Epidemiology for Bioinformaticians

Instructor(s) name(s) and contact information

CUNY School of Public Health, 55 W 125th St, New York, NY 111027

library(curatedMetagenomicData)
library(dagitty)
library(DESeq2)
library(phyloseq)
library(ggdag)

Introduction: Just what is a cause anyway?

Question: In your own words, what is a cause? What does it mean to cause something?
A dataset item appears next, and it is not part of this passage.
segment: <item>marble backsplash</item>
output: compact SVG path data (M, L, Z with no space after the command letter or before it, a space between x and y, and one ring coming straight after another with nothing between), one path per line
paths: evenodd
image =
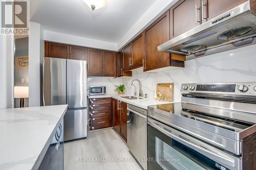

How do we know our potential cause brought about an effect or a result? Perhaps it preceded the effect of interest. However, it could still just be a coincidence. Perhaps there is a lurking variable that truly causes both what we think is the cause and the observed effect.

Despite this, humans (and animals) tend to have a relatively intuitive understanding of causation when we observe it directly. When I burn my finger while cooking, I know what caused it–my finger coming into contact with a hot stove. I could also trace the causal pathway backward and identify what caused my finger to come into contact with the hot stove in the first place–such as my motivation to cook dinner or me being distracted by the antics of my cat.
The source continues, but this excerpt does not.